Gambling addiction may follow national wave of sports betting

Advocates for responsible gaming are worried that addictive gambling behavior could balloon with the arrival of nationwide sports wagering.

And the state lawmakers who could make a difference by requiring the implementation of new programs aren’t doing much to help.

“With the exception of New Jersey, none of the states that have either drafted bills or moved forward, including Delaware, have come close to adopting even one of our recommendations,” said Keith Whyte, executive director of the National Council on Problem Gambling, based in Washington.

“The states are scared,” Whyte said. “They’re scared of the level of existing problems, which probably is significant, and they’re scared even more so that their golden goose, their painless tax, actually does have a down side.”

The tax is considered “painless” because it’s a charge on a voluntary activity. Tax rates in proposed sports betting bills range from 6.25 percent in Missouri to 61 percent in Rhode Island.

Delaware became the first state outside Nevada to take a legal single-game sports wager on Tuesday when Gov. John Carney put $10 on the Philadelphia Phillies to beat the Chicago Cubs at Dover Downs. He won the bet.

More legalization is on the horizon with 19 states progressing on some form of legal sports betting.

Whyte isn’t the only responsible gaming expert concerned about the prospect of an increase in compulsive gambling because of one of the largest industry expansions in history.

James Whelan, a clinical health professor and the director of the Psychological Services Center at the University of Memphis, has lobbied Tennessee legislators to provide some form of protection for the estimated 2 percent of gamblers — about 5 million people — thougth to exhibit addictive behavior.

Whelan said he was astonished by how little lawmakers knew about the issue and how indifferent they were toward doing anything.

“Legislators don’t get it,” Whelan said. “When Tennessee was passing the lottery bill called the ‘lottery education bill’ because the money goes to education, I went to Nashville probably 25 times to talk to legislators about problem gambling,” he said. “I was blown away” by how little they talked among themselves about the issue.

“I’d say, ‘You know, you really need to think through how you educate all your stores about underage gambling.’ And the legislator said to me, ‘They’re not going to be able to buy lottery tickets when they’re under the age of 18.’ And I said, ‘Oh, OK, so when they come in and illegally buy their cigarettes and alcohol, a clerk’s going to stop them when they ask for a lottery ticket?’”

‘Not really gambling’

Some lawmakers were indifferent, Whelan said, because they didn’t feel the lottery was really gambling.

“I had a legislator come back to Memphis several times because he would not believe that anyone could have a gambling problem because of lottery,” Whelan said. “He would tell me, ‘Well, lottery is not like gambling. It’s not like being in a casino.’”

Whelan fears the same attitude could prevail with sports wagering because, like poker, there is some skill required to participate and sports bettors get overconfident about their abilities.

“People in a sports book believe they have skills and knowledge to beat the house,” Whelan said. “When people are sitting at a slot machine, they believe they’re going to get lucky. Even at the blackjack table, people believe they’re making smart bets, but they also know they’ve got to get on a hot streak. They know there’s an element of chance in it. But when you talk to poker players and sports gamblers, they think they’ve got it and that they have special skills and knowledge.”

Whyte said there is some comfort in knowing that established companies that have responsible gaming programs in place will be establishing new sports books nationwide.

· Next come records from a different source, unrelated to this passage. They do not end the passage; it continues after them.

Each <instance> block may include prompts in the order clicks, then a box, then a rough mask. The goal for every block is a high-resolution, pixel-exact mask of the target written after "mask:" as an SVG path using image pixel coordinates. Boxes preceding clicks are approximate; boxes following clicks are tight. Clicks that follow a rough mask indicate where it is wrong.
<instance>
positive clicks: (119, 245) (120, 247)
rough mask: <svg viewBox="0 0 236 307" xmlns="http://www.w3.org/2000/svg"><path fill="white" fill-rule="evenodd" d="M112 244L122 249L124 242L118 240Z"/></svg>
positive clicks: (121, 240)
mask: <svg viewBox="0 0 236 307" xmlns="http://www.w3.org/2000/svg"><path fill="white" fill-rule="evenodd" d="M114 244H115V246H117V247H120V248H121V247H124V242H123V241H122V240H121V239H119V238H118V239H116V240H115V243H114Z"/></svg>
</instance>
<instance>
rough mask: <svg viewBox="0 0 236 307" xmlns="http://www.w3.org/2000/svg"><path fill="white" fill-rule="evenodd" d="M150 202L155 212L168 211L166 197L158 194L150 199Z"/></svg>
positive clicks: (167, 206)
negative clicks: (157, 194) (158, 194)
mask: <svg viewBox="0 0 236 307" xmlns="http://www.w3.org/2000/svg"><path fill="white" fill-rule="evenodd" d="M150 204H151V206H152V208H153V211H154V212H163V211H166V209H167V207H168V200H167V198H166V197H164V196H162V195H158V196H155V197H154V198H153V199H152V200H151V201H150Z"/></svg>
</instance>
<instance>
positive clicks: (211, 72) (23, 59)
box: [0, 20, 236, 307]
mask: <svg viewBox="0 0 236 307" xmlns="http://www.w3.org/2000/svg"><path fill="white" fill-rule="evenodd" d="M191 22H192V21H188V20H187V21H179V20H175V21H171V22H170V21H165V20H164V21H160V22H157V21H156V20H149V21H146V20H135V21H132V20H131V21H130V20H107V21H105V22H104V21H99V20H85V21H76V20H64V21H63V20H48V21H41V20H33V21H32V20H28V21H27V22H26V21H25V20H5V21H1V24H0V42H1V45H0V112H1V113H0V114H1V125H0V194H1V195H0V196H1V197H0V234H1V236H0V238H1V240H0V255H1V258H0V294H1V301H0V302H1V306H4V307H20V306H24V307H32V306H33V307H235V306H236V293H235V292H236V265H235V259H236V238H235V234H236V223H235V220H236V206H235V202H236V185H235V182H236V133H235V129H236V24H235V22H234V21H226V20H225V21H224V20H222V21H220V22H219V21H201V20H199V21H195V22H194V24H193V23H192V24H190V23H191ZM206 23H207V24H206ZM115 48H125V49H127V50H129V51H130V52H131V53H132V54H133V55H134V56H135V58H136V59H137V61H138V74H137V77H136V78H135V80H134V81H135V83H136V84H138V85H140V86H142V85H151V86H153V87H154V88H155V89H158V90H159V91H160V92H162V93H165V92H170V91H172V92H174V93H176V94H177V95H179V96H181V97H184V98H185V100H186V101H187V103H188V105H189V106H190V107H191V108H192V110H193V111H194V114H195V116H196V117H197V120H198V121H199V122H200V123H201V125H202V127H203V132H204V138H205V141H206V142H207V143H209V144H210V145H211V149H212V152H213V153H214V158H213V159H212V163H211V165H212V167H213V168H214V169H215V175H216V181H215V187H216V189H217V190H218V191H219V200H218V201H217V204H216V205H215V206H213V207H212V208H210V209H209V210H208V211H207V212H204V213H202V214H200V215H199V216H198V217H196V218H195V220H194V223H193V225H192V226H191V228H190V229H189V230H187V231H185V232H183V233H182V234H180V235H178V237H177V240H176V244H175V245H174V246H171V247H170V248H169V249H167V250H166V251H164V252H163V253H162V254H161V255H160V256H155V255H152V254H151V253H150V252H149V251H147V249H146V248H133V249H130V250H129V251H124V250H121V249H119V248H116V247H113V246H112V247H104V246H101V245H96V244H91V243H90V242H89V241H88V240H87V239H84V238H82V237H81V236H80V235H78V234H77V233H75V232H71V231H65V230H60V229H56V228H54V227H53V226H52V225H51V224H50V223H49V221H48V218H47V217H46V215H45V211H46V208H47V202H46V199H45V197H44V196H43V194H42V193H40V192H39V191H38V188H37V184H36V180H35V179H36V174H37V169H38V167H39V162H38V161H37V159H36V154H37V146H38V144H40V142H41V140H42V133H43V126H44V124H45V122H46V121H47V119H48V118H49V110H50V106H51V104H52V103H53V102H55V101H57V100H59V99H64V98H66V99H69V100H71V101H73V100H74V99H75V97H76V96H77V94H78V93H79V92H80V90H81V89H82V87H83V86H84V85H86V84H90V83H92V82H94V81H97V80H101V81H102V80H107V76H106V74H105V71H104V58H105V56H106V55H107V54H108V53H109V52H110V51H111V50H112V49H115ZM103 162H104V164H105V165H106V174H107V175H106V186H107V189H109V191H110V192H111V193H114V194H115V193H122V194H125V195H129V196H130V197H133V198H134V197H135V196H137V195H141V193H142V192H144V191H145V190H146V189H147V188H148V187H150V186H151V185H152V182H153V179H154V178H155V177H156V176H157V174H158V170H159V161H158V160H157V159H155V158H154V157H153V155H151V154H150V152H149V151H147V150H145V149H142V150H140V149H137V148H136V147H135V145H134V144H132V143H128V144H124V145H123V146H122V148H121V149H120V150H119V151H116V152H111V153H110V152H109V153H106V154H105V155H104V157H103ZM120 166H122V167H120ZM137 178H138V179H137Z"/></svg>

“When casinos do things such as allow people to exclude themselves from casinos, like MGM (Resorts International) and Caesars (Entertainment Corp.) embrace responsible gaming practices, there are ways of getting information to people who do harm and limiting in some ways the potential to destroy themselves,” Whyte said. “I always think of it as creating a safety net.”

Alan Feldman, an executive vice president with MGM and an advocate for responsible gaming programs, said it’s important to pay for research for problem gambling to get an idea of whether there’s a problem and if the expansion of sports betting is making it worse or has no impact.

“There is no certainty about the impact on problem gambling,” he said. “Some research indicates that any expansion of gaming increases, for a limited time, the incidence of problem gambling. But in this case, sports gambling is ubiquitous. The increase may, in fact, only be incremental.”

MGM pays for studies

MGM is one of the industry leaders in paying for problem gambling research. A responsible-gaming program called GameSense was mandated by the state of Massachusetts for companies opening casinos there, but MGM opted to install GameSense in all its resorts nationwide. With operating the program, the company is donating $1 million a year for five years to UNLV for problem gambling research.

Whyte viewed the prospect of a major expansion in sports betting as an opportunity, but the response to his calls to action have been disappointing.

“It’s an indictment of how short-sighted the industry can be that they are relying on a small nonprofit in D.C. to cover their ass in all 50 states,” he said.